Device code phishing and GhostPairing both evade the protections against credential theft by aiming to gain control of accounts through post-authentication authorization mechanisms. While attacker adoption of these techniques has only been explored in the last few years, this technique is likely to continue gaining adoption to take advantage of third-party login ecosystems and easy device pairing. The nation-state use of these attacks has so far only been publicly attributed to Russia. However, this is unlikely to remain the case as adoption continues. Additionally, attribution is likely to become more difficult as a result of the availability of sophisticated commercial toolkits like EvilTokens.

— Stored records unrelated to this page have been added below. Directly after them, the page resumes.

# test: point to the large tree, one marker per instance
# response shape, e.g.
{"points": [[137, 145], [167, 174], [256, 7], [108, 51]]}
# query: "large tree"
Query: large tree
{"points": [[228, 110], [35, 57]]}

Authorization ≠ Authentication

OAuth is an authorization mechanism, assigning access based on identity. It is not intended to be an authentication mechanism, proving that identity in the first place. The use of device codes may look like two-factor authentication. It isn't. Authentication happens through other mechanisms before OAuth assigns permissions based on the established identity. OAuth can carry an authenticated session forward after authentication happens elsewhere, but it doesn't add any security to the authentication step itself. As seen in these attacks, it certainly didn’t provide phishing resistance.

For phishing-resistant authentication, service providers may wish to move toward passkey logins. Passkeys are built on the FIDO2 and WebAuthn standards, which have phishing resistance built in at their core. If switching to passkeys, see Netcraft’s guide to potential pitfalls and attack surface changes to expect during the transition.